MHM Cisco World · ‎01-09-2024

shut the interface in no-SDWAN and no shut it again and check
MHM

brian.jones · ‎01-09-2024

did that. Still not working. Here is the current configuration of the vedge:

interface ipsec1
ip address 169.254.1.1/30
tunnel-source-interface ge0/0
tunnel-destination 100.0.50.2
ike
version 2
rekey 14400
cipher-suite aes128-cbc-sha1
group 2
authentication-type
pre-shared-key
pre-shared-secret $8$EWhg0Phf6OeE4qWWhhU8Sa5/SQO2io3gsaY7WB/a5FI=
!
!
!
ipsec
rekey 3600
replay-window 512
cipher-suite aes256-cbc-sha256
perfect-forward-secrecy group-2
!
mtu 1400
no shutdown

I believe you are right in that the phase 2 is not matching but I don't see a parameter that matches 100%.

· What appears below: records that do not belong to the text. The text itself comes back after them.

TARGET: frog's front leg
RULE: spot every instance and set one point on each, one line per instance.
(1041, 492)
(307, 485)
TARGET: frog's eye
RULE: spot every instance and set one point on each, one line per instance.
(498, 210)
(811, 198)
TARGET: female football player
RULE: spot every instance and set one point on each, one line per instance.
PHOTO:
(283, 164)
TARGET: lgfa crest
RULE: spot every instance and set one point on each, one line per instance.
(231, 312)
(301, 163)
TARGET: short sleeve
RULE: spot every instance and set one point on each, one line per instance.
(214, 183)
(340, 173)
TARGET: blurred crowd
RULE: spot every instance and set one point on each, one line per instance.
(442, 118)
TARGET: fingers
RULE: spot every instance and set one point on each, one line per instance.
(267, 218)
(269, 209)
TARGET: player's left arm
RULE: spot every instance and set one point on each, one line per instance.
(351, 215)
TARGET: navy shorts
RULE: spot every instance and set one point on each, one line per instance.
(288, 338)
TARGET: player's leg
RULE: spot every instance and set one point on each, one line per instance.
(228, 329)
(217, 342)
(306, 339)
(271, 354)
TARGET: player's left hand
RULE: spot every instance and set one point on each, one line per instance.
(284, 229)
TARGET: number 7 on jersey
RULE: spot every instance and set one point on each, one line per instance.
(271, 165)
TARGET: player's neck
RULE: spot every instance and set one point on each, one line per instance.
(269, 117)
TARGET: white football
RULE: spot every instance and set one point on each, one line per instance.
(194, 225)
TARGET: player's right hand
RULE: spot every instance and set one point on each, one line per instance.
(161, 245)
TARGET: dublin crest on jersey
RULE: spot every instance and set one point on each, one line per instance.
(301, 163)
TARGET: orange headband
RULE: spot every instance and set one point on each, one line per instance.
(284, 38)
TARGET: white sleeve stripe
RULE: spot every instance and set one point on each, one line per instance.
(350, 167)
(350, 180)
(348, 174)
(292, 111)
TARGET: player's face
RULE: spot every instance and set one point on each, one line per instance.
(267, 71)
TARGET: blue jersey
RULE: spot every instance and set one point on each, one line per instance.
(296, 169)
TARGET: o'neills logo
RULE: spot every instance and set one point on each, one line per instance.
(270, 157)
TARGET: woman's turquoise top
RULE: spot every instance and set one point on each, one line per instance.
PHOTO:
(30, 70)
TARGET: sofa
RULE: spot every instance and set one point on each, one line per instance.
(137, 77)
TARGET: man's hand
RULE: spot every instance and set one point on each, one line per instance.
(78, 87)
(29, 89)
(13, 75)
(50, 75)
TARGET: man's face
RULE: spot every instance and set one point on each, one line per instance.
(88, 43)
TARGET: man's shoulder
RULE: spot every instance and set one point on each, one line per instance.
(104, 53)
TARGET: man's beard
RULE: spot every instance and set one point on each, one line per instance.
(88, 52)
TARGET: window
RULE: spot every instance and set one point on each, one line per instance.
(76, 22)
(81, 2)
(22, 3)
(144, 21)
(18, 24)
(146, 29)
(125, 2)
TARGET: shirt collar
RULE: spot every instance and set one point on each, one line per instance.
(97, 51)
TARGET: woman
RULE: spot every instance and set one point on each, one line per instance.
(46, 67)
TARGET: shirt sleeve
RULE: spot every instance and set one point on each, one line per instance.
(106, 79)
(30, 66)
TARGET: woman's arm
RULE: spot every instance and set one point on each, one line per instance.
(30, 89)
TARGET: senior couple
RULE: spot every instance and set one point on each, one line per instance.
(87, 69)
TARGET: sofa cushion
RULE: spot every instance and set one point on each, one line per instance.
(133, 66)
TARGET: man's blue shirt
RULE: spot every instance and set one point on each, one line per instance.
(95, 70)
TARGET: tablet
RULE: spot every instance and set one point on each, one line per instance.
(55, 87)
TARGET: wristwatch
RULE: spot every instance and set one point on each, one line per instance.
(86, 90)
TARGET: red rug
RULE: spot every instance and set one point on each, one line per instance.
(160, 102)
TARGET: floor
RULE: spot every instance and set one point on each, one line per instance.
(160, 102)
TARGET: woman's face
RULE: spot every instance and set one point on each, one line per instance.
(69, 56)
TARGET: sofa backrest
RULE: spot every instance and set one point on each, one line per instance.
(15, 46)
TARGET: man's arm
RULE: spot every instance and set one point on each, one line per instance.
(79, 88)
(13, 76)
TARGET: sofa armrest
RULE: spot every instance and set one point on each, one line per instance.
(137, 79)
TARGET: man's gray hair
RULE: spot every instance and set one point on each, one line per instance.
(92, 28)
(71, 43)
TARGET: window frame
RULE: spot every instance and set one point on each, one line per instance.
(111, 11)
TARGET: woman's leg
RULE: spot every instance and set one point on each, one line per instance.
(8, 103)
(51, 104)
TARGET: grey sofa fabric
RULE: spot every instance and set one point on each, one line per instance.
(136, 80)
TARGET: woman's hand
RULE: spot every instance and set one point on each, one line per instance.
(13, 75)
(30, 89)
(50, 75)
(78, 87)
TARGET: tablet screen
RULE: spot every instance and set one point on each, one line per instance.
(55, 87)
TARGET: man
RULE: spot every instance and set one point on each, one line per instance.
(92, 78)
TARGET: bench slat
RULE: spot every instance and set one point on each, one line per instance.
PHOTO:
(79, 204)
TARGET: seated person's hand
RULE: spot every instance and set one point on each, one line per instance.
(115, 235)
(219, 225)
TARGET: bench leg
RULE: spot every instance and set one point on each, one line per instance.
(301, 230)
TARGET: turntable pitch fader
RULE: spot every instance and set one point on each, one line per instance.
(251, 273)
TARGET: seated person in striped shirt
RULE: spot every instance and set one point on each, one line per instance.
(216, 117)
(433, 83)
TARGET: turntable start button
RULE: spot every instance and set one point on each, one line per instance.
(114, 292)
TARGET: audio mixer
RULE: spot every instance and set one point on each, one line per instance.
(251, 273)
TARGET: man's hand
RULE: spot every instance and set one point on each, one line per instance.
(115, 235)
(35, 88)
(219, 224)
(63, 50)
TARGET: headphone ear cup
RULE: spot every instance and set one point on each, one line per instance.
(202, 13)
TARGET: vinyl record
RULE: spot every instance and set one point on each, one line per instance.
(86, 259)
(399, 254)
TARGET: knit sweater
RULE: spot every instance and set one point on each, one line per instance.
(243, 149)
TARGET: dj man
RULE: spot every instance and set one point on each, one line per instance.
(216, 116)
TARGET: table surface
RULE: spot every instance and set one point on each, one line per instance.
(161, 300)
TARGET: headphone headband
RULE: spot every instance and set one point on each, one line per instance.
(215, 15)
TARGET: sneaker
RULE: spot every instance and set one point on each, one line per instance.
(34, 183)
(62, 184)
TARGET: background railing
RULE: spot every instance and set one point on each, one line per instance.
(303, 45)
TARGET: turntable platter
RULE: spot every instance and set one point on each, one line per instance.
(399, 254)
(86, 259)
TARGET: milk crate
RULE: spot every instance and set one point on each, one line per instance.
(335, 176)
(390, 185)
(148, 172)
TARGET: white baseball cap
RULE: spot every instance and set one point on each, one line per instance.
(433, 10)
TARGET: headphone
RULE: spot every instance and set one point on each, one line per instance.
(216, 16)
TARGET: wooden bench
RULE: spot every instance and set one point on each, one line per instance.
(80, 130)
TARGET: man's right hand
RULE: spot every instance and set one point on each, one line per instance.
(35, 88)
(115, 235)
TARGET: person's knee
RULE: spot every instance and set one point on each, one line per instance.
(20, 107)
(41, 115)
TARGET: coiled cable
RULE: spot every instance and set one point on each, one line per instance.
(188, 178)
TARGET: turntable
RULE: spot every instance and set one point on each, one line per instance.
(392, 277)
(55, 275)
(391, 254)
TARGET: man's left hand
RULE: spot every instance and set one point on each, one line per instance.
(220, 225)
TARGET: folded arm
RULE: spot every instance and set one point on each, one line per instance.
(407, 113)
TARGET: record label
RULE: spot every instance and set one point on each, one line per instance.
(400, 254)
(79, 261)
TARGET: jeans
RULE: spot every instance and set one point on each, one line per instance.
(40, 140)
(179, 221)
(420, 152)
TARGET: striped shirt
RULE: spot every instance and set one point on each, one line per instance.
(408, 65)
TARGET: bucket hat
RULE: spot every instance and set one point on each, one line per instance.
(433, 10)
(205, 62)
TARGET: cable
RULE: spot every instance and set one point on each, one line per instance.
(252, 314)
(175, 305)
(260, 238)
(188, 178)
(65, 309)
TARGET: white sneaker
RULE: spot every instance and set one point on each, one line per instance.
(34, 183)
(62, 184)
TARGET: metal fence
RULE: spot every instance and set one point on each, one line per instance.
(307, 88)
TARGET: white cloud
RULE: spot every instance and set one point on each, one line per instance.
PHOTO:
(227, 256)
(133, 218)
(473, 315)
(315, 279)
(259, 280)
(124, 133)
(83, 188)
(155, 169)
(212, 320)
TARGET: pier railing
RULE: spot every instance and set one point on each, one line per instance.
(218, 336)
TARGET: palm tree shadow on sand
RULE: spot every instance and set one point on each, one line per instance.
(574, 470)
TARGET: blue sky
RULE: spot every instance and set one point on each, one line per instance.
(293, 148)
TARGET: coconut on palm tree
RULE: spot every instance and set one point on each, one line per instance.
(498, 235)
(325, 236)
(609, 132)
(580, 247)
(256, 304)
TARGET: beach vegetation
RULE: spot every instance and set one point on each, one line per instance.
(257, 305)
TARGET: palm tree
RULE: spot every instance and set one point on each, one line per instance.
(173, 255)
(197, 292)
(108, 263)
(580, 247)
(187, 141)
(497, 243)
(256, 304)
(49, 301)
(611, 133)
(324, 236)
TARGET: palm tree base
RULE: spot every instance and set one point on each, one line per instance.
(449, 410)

Here is the cipher options on the vedge:

aes256-cbc-sha1 Use 256 bit AES-CBC with HMAC-SHA1-96 integrity
aes256-cbc-sha256 Use 256 bit AES-CBC with HMAC-SHA-256 integrity
aes256-cbc-sha384 Use 256 bit AES-CBC with HMAC-SHA-384 integrity
aes256-cbc-sha512 Use 256 bit AES-CBC with HMAC-SHA-512 integrity
aes256-gcm Use 256 bit AES-GCM
null-sha1 Use null encryption with HMAC-SHA1-96 integrity
null-sha256 Use null encryption with HMAC-SHA-256 integrity
null-sha384 Use null encryption with HMAC-SHA-384 integrity
null-sha512 Use null encryption with HMAC-SHA-512 integrity

Here is what is available on the lab router:

ah-md5-hmac AH-HMAC-MD5 transform
ah-sha-hmac AH-HMAC-SHA transform
ah-sha256-hmac AH-HMAC-SHA256 transform
ah-sha384-hmac AH-HMAC-SHA384 transform
ah-sha512-hmac AH-HMAC-SHA512 transform
comp-lzs IP Compression using the LZS compression algorithm
esp-3des ESP transform using 3DES(EDE) cipher (168 bits)
esp-aes ESP transform using AES cipher

128 128 bit keys.
192 192 bit keys.
256 256 bit keys.
esp-des ESP transform using DES cipher (56 bits)
esp-gcm ESP transform using GCM cipher
esp-gmac ESP transform using GMAC cipher
esp-md5-hmac ESP transform using HMAC-MD5 auth
esp-null ESP transform w/o cipher
esp-seal ESP transform using SEAL cipher (160 bits)
esp-sha-hmac ESP transform using HMAC-SHA auth
esp-sha256-hmac ESP transform using HMAC-SHA256 auth
esp-sha384-hmac ESP transform using HMAC-SHA384 auth
esp-sha512-hmac ESP transform using HMAC-SHA512 auth

I don't see a CBC option for the router.